Para el 2006, el PRI debió tomar en serio la receta de Cosío Villegas en 1976, cuando recomendaba a ese partido inventar un candidato. Era difícil hacerlo, porque el carácter monopólico del PRI favorecía la obediencia, no la competencia, condición esencial para la aparición de líderes. El que el PRI no pudiera inventar entonces un candidato mejor costó al país la quiebra económica en 1976. El no inventarlo en 2005 podría ser su error terminal y costarle no sólo la presidencia, sino una escisión mucho más grave que la del sindicato de maestros: un desgajamiento histórico hacia el PRD. No es imposible que ése fuera el desenlace tras una nueva victoria del PAN (que intentaría detener la división invitando al PRI a participar en el gobierno), pero ocurriría con mayor probabilidad en el caso de un avance irresistible de López Obrador en las encuestas. La trayectoria de Cárdenas, Muñoz Ledo y López Obrador, que luego siguieron Manuel Camacho y otros priistas conspicuos, se volvería un fenómeno generalizado. Se cumpliría así la profecía que en 1989 le escuché a Gabriel Zaid: "los perredistas se salieron del PRI, para quedarse con el PRI."
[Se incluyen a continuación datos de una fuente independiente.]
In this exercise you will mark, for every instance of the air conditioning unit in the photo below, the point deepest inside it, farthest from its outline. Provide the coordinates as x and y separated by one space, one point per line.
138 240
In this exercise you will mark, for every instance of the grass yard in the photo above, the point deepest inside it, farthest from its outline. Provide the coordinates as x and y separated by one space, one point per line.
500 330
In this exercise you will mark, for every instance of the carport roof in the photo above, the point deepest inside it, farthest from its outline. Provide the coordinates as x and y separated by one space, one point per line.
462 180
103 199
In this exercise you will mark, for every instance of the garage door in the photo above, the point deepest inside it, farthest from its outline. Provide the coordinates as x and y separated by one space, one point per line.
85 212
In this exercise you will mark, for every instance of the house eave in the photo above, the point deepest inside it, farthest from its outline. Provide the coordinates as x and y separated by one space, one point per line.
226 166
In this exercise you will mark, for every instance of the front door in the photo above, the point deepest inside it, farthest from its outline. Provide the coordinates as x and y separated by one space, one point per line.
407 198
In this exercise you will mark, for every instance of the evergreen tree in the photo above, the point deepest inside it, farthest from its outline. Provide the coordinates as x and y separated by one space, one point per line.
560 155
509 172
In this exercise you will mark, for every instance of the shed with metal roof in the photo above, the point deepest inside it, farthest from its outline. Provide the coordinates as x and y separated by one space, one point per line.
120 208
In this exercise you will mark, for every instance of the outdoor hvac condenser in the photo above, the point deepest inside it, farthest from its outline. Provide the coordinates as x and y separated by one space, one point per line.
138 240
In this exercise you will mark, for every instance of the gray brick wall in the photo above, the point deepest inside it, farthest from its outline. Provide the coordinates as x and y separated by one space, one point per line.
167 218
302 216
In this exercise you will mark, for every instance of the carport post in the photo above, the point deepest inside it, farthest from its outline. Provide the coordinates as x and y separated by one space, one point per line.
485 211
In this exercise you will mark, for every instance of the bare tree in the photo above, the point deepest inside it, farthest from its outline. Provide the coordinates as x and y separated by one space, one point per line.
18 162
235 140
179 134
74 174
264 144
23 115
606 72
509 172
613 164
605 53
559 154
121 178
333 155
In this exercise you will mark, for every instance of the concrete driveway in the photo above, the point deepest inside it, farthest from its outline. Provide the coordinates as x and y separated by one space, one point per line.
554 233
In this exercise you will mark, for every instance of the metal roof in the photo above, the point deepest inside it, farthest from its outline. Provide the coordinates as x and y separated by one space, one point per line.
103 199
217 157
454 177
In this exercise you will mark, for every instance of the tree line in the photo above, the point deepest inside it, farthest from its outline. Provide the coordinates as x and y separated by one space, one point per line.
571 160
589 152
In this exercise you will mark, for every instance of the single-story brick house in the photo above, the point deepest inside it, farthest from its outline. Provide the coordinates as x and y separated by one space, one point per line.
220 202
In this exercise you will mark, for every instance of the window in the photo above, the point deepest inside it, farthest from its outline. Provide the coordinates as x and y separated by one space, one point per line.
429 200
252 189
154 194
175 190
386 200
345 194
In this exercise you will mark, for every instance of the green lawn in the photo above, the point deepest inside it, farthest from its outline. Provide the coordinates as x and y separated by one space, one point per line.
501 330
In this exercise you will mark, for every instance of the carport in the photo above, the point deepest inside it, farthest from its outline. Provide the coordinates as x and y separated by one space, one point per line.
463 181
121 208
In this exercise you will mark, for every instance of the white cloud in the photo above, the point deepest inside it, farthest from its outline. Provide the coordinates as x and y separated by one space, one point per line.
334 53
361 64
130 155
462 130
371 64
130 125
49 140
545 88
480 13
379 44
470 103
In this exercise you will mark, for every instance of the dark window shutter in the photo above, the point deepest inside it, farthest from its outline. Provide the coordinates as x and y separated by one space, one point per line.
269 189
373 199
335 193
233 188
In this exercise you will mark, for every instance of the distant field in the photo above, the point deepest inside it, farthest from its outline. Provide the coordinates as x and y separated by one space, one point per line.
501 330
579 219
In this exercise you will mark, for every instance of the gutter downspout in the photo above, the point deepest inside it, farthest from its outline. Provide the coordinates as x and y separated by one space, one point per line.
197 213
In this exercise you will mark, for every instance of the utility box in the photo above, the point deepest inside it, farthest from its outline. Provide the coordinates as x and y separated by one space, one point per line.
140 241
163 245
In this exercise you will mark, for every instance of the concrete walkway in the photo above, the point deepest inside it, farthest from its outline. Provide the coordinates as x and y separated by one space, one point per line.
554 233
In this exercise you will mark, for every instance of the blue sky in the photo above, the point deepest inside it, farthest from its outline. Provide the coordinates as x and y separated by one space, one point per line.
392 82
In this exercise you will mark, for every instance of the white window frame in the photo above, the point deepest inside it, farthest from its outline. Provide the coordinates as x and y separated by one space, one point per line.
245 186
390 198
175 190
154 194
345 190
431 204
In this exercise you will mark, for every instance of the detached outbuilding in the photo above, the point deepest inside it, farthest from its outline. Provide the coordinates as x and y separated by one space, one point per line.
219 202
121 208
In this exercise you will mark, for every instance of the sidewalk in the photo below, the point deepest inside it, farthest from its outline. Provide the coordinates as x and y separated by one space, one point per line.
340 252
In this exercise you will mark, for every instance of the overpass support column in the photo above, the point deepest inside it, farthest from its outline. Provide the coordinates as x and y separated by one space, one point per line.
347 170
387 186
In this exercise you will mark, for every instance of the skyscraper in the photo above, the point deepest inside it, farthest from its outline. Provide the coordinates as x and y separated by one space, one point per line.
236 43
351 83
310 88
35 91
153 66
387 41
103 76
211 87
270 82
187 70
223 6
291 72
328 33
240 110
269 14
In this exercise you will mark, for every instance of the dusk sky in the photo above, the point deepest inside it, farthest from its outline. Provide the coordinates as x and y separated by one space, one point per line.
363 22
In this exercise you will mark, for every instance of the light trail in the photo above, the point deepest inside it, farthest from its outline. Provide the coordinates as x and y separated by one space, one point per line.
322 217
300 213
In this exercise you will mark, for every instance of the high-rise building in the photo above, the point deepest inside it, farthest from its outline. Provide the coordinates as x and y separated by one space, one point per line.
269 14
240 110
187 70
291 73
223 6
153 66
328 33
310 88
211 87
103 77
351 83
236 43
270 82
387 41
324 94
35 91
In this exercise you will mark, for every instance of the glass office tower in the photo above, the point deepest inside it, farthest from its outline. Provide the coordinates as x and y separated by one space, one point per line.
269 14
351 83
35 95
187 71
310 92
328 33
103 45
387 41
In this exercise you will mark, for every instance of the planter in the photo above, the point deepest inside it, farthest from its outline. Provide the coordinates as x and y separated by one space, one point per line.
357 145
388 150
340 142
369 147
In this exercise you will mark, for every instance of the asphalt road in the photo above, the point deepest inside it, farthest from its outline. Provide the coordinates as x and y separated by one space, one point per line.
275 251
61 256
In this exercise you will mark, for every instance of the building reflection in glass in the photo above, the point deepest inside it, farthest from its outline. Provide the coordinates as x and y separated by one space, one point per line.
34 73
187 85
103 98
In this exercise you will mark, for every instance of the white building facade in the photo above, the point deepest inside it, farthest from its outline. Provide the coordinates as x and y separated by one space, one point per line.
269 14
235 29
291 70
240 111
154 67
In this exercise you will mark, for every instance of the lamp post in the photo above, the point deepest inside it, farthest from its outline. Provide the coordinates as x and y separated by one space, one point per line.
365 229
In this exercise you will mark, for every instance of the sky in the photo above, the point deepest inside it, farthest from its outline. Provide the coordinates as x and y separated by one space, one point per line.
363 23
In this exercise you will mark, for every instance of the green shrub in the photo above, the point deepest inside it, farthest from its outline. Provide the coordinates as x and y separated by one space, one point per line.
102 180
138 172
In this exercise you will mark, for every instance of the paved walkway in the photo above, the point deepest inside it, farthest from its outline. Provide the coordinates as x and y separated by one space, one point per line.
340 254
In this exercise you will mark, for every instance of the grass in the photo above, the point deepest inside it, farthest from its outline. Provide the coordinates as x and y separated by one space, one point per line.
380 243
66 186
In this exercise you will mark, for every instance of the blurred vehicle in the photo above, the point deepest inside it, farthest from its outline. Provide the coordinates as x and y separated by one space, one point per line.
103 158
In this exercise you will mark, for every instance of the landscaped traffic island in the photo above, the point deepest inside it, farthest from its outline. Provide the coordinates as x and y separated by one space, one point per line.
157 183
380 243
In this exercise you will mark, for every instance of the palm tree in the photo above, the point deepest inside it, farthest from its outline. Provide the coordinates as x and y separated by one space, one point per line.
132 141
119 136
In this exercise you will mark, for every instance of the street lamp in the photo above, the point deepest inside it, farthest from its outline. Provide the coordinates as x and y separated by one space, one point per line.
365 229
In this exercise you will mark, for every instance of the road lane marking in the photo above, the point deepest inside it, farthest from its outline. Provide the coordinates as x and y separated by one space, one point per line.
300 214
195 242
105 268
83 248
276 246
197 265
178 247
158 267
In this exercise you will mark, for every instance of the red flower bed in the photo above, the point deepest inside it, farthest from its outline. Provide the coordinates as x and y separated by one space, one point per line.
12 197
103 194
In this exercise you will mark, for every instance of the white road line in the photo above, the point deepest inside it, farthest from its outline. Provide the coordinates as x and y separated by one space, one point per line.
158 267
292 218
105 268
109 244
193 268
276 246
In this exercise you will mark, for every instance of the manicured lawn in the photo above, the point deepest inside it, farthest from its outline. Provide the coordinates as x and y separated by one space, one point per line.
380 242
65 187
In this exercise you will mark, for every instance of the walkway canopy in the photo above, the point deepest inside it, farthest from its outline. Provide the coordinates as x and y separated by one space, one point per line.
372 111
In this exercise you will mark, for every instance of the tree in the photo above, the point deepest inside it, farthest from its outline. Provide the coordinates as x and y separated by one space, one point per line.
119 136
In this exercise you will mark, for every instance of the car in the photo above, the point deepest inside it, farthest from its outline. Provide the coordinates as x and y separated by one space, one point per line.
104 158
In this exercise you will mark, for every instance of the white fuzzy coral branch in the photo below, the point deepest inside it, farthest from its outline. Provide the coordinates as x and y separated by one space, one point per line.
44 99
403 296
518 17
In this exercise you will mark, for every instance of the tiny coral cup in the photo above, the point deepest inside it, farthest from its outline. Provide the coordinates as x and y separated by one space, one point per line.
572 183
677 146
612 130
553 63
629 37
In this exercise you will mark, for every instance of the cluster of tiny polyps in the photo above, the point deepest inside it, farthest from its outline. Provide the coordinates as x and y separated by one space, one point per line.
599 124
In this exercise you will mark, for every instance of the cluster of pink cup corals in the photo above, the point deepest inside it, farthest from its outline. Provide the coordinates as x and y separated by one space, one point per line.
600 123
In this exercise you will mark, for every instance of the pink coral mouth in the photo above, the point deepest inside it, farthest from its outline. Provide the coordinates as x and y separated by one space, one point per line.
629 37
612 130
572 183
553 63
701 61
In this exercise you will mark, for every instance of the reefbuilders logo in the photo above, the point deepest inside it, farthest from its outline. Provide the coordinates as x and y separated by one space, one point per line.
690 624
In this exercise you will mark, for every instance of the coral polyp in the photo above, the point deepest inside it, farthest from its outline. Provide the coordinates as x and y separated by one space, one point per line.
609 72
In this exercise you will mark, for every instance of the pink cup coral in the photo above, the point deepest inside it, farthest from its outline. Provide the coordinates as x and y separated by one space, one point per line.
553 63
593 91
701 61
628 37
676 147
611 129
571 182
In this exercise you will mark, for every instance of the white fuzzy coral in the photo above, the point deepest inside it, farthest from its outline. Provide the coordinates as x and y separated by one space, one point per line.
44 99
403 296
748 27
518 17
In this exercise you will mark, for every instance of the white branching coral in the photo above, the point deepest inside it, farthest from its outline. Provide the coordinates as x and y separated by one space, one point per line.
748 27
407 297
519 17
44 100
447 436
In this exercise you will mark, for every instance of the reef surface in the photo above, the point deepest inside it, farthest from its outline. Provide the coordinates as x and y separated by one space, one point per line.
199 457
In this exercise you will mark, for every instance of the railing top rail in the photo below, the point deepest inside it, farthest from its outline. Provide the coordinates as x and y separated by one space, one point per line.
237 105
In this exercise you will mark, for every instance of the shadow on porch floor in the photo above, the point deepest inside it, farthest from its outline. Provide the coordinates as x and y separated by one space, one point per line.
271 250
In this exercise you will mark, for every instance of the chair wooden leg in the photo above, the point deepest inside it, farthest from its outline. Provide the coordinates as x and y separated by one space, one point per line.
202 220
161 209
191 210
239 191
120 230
Hay otro escenario de derrota frente al PRD: las bases del PRI y sus dirigentes entienden las graves implicaciones de su escisión y la evitan; la fuerza de sus gobernadores y sus bancadas constituye, junto con el PAN, un valladar a cualquier reconstitución del monopolio político; estaríamos en un cuadro difícil, comprometido, pero más maduro. Colocado en la posición que ahora ha tenido Fox, un López Obrador radical (que es una de sus posibilidades) tendría que flexibilizar sus posiciones y negociar, como no ha tenido que hacerlo en el gobierno de la ciudad de México.

Pero los escenarios de victoria también existen, y no son ilusorios. Si el temor a un eventual gobierno radical del PRD se generaliza, el PRI puede parecer ante el electorado como un mal menor. Es posible que cuente, además, con el "voto duro" que pregona, y que ese voto lo lleve de nuevo a Los Pinos. Si además obtiene los escaños suficientes en las Cámaras, podría ofrecer al PAN (que, por su larga tradición, no se desgajaría ante la derrota) un arreglo similar al de la época de Salinas, pero ahora sí legítimo, en la medida en que el contexto democrático permite y aun exige la negociación legislativa. El arreglo podría incluir también una participación del PAN en el gabinete. Para ser todavía más eficaz, y para disolver definitivamente los peligros de discordia, la oferta debería extenderse de inmediato al PRD. Así se integraría un gobierno de unidad nacional, que daría al país un respiro de seis años para que se serene y pueda debatir y resolver, en un clima de concordia, los grandes temas nacionales.

El PRI y el PAN podrían quizá pactar esa convivencia, pero es dudoso que, llegado el momento, el PRI tienda un puente de plata al PRD, y más dudoso aún que éste lo acepte. De sobrevenir la derrota del PRD, algunas de sus tribus y caudillos tendrán quizá la tentación de volver a su historia predemocrática. Y ante ese desafío, el PRI podría volver a la suya: la "mano dura." Correríamos el riesgo de regresar a los tiempos de Díaz Ordaz y Echeverría: discordia sin democracia. Para conjurarlo necesitamos que todo el proceso, desde ahora hasta el 10 de diciembre, sea impecable. La democracia mexicana debe ser como una urna de cristal, transparente.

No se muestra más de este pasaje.